1

I have some text in a pdf that has been OCR'ed. The OCR returns the bounding boxes of the words to me. I'm able to draw the bounding boxes (wordRect) on the pdf and everything seems correct.

But when i tell my fontsize to be the height of these bounding boxes, it all goes wrong. The text appears way smaller than it should be and doesn't match the height.

There's some conversion i am missing. How can i make sure the text is as high as the bounding boxes?

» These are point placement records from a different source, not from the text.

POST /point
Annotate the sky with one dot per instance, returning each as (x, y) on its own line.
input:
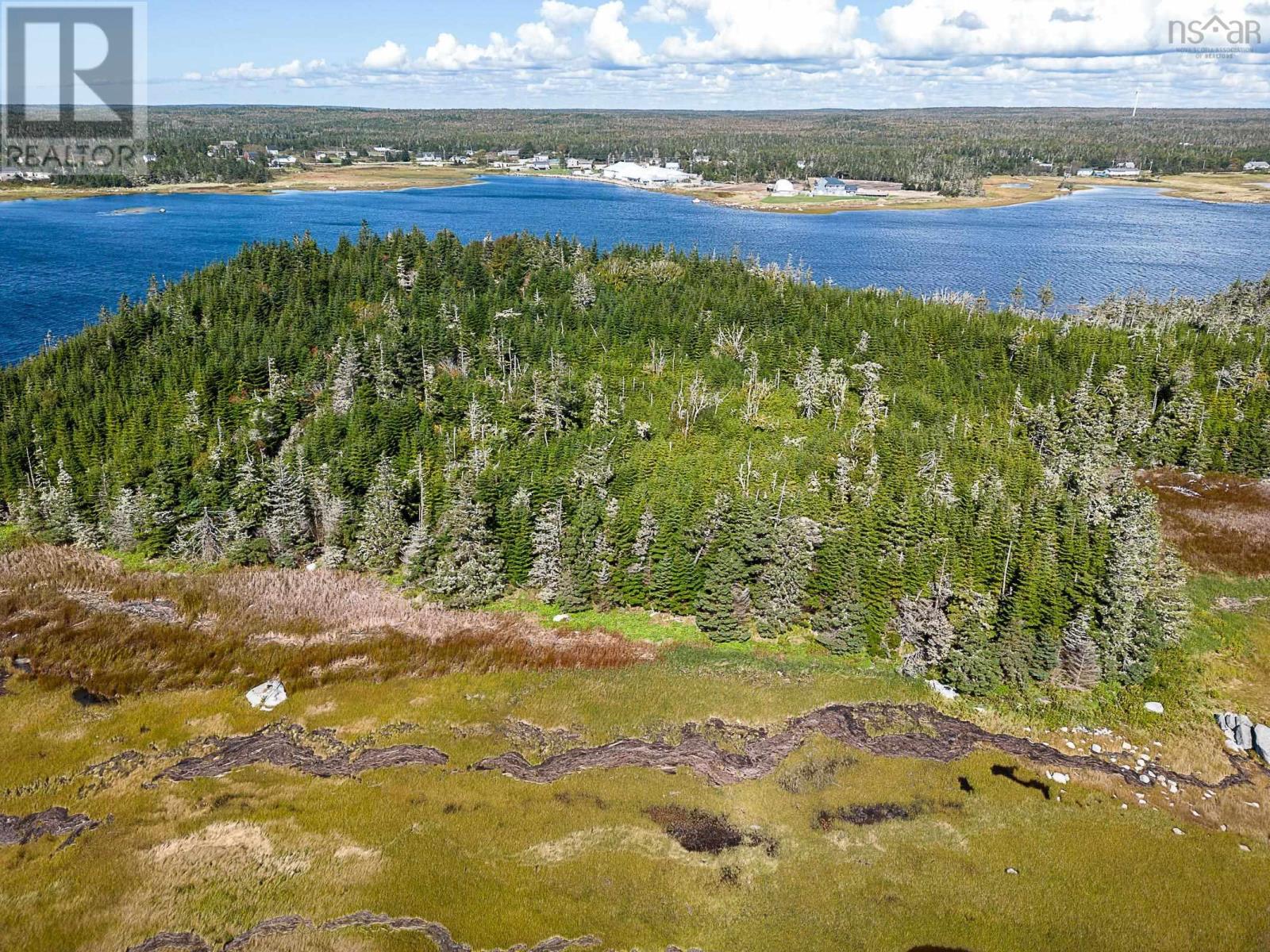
(711, 54)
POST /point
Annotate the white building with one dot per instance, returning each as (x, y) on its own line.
(645, 175)
(831, 187)
(1124, 171)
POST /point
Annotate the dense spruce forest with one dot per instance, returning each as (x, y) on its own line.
(944, 150)
(924, 479)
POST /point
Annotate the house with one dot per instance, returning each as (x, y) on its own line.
(832, 186)
(645, 175)
(1123, 171)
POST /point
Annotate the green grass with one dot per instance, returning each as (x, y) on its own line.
(812, 200)
(501, 862)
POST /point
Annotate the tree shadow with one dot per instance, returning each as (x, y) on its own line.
(1009, 774)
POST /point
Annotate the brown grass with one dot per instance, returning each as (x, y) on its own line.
(1217, 522)
(84, 621)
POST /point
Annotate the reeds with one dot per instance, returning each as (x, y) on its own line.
(163, 631)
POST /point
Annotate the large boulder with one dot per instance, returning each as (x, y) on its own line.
(1244, 736)
(1261, 740)
(267, 696)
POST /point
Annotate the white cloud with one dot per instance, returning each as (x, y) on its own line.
(757, 31)
(609, 41)
(804, 54)
(662, 12)
(558, 14)
(389, 56)
(950, 29)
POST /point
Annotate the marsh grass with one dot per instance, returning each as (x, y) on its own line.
(502, 862)
(87, 621)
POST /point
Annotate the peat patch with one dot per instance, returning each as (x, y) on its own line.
(292, 747)
(867, 814)
(89, 698)
(286, 924)
(702, 831)
(54, 822)
(878, 727)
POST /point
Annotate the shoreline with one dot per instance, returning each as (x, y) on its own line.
(1000, 190)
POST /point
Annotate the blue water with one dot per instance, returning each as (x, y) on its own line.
(63, 260)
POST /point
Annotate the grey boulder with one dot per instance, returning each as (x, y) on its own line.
(1261, 740)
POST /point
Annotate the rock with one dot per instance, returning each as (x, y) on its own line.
(267, 696)
(1261, 740)
(944, 691)
(1244, 736)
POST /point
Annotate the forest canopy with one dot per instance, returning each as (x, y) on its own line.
(924, 479)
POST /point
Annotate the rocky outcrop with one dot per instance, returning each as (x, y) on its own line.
(291, 747)
(54, 822)
(1242, 734)
(876, 727)
(285, 924)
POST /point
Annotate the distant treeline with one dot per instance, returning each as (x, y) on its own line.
(946, 150)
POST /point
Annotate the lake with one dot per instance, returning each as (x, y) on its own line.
(64, 260)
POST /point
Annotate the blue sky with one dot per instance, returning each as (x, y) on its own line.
(708, 54)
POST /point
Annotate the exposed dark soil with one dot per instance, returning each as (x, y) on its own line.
(1216, 520)
(867, 814)
(54, 822)
(696, 831)
(290, 746)
(285, 924)
(702, 831)
(878, 727)
(87, 698)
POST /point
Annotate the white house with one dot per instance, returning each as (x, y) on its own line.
(1124, 171)
(645, 175)
(831, 187)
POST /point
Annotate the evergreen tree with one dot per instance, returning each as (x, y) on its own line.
(470, 568)
(381, 531)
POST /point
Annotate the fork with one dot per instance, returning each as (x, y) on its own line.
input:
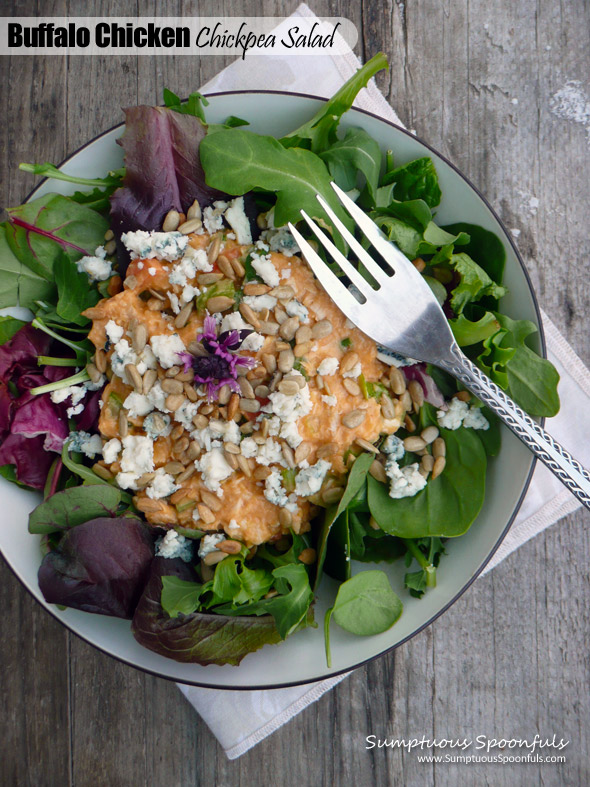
(403, 315)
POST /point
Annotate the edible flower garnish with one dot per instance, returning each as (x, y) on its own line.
(220, 366)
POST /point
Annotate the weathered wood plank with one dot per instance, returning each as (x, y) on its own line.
(510, 658)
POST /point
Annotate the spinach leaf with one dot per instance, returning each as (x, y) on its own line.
(468, 332)
(237, 161)
(195, 105)
(448, 505)
(74, 291)
(366, 604)
(357, 152)
(289, 608)
(427, 553)
(20, 285)
(529, 379)
(8, 327)
(320, 131)
(356, 480)
(483, 246)
(51, 225)
(474, 285)
(73, 506)
(179, 596)
(415, 180)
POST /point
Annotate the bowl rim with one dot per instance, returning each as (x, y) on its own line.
(480, 568)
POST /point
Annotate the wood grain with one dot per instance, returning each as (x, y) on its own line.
(510, 658)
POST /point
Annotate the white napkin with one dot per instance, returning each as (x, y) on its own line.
(241, 719)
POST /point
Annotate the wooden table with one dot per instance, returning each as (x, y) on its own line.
(510, 659)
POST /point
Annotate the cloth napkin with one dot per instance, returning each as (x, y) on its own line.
(241, 719)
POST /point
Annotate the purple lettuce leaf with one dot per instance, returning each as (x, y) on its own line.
(100, 566)
(162, 171)
(30, 459)
(197, 638)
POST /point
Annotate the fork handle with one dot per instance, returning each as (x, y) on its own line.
(569, 471)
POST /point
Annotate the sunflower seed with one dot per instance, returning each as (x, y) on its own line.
(100, 361)
(416, 392)
(123, 423)
(352, 387)
(414, 444)
(219, 303)
(171, 221)
(322, 329)
(102, 472)
(209, 278)
(249, 405)
(206, 515)
(286, 360)
(354, 418)
(439, 448)
(183, 315)
(429, 434)
(192, 225)
(378, 472)
(348, 361)
(302, 451)
(175, 401)
(289, 328)
(366, 445)
(246, 388)
(214, 249)
(438, 467)
(285, 517)
(250, 315)
(225, 267)
(288, 387)
(194, 212)
(229, 546)
(170, 385)
(174, 468)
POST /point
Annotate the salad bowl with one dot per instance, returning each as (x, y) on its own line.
(300, 659)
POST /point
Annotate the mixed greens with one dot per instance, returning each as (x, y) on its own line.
(98, 553)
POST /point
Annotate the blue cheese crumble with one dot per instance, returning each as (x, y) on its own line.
(174, 545)
(459, 413)
(167, 246)
(405, 481)
(97, 268)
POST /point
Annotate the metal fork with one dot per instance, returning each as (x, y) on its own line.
(403, 314)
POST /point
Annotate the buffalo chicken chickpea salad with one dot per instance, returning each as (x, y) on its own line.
(210, 433)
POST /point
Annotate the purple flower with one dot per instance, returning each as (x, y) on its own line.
(220, 366)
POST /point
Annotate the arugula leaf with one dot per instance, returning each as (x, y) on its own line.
(415, 180)
(73, 506)
(193, 106)
(8, 327)
(51, 225)
(237, 161)
(529, 379)
(467, 332)
(74, 290)
(448, 505)
(474, 284)
(357, 152)
(320, 131)
(427, 552)
(179, 596)
(290, 608)
(365, 605)
(356, 480)
(20, 285)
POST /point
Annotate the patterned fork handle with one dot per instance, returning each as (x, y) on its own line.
(569, 471)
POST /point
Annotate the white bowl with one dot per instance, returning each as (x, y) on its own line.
(301, 659)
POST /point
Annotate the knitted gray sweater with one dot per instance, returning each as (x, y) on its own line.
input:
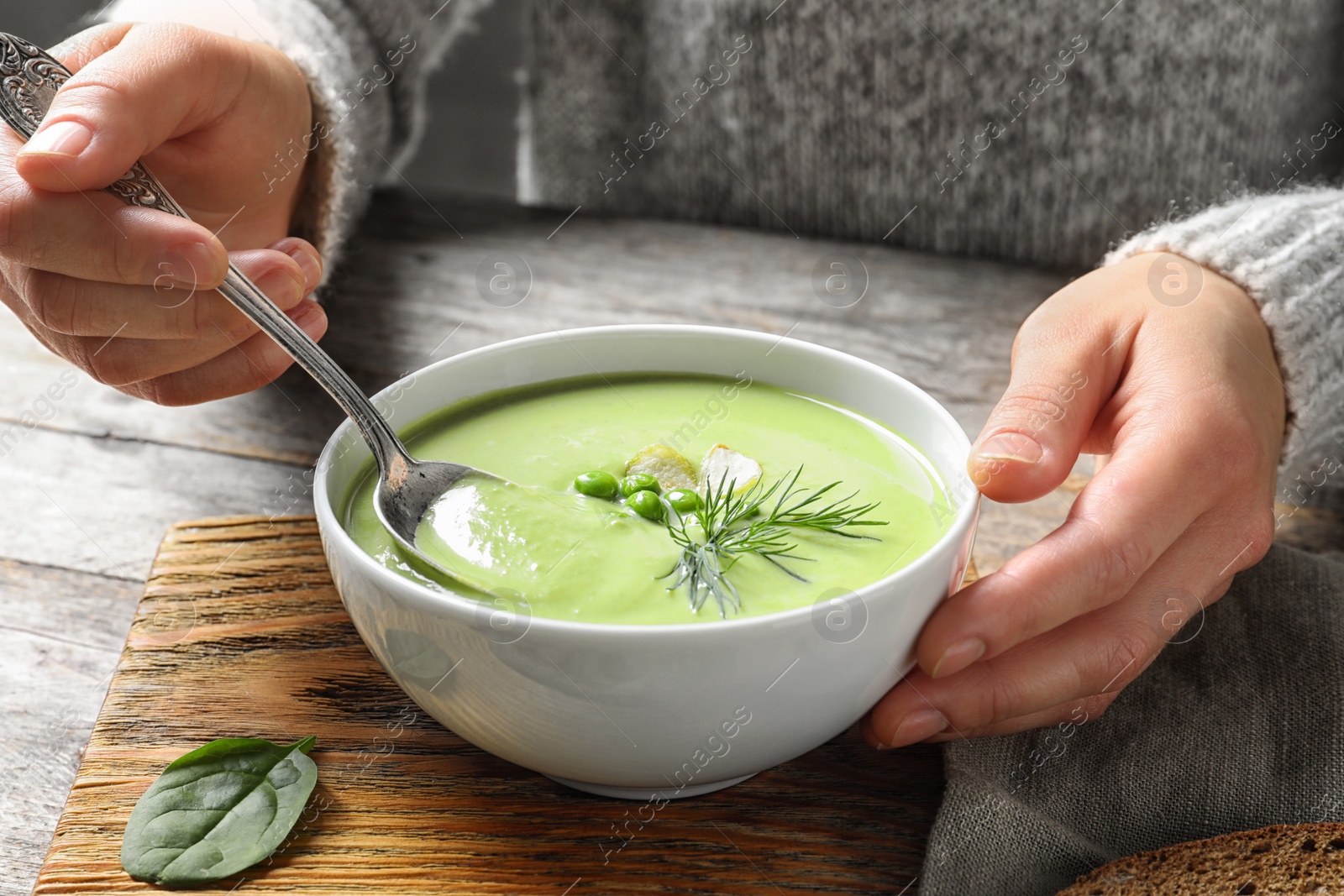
(1043, 132)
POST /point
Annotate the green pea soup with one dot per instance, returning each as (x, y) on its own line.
(566, 555)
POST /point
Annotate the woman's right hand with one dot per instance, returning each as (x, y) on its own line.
(128, 293)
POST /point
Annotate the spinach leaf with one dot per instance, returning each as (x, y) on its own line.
(218, 810)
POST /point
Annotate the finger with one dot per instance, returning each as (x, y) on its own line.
(1065, 369)
(1122, 520)
(121, 362)
(125, 101)
(1095, 654)
(74, 307)
(1073, 712)
(97, 237)
(255, 363)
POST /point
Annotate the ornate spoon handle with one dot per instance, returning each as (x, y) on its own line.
(30, 81)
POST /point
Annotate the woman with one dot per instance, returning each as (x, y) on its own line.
(1187, 356)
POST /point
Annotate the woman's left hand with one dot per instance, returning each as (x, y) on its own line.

pdftron.PDF.Font font = pdftron.PDF.Font.Create(convertedPdf.GetSDFDoc(), pdftron.PDF.Font.StandardType1Font.e_helvetica);
for (int j = 0; j < ocrStream.pr_WoordList.Count; j++)
{
           wordRect = (Rectangle) ocrStream.pr_Rectangles[j];

           Element textBegin = elementBuilder.CreateTextBegin();
           gStateTextRun = textBegin.GetGState();
           gStateTextRun.SetTextRenderMode(GState.TextRenderingMode.e_stroke_text);
           elementWriter.WriteElement(textBegin);

           fontSize = wordRect.Height;
           double descent;

           if (hasColorImg)
           {
               descent = (-1 * font.GetDescent() / 1000d) * fontSize;
               textRun = elementBuilder.CreateTextRun((string)ocrStream.pr_WoordList[j], font, fontSize);

              //translate the word to its correct position on the pdf

              //the bottom line of the wordrectangle is the baseline for the font, that's why we need the descender
              textRun.SetTextMatrix(1, 0, 0, 1, wordRect.Left, wordRect.Bottom + descent );
DennisVA
  • 2,068
  • 1
  • 25
  • 35
  • Could you post a screen shot of what you see, and clearly indicate what you expected to see? Note that font size is a "scaling factor" and does not explicitly set the size of the text. That depends on each glyph themselves. – Ryan Jan 11 '18 at 19:32
  • Is this still an issue for you? I would like to assist, but it is unclear what exactly you expect as the output? The exact height of a glyph, depends not just on the font and font size, but the particular glyph (e.g. `a` versus `A`). Are your bounding boxes per glyph? Again, a screen shot would help a lot, showing what you got, and what you expected to get. – Ryan Jan 15 '18 at 18:13
  • I found another solution. Thanks for the info Ryan, I really appreciate your help – DennisVA Jan 16 '18 at 09:38
  • If you can, you can answer your own question, I am sure it would be useful to others. – Ryan Jan 16 '18 at 18:37

1 Answers1

0

How can i make sure the text is as high as the bounding boxes?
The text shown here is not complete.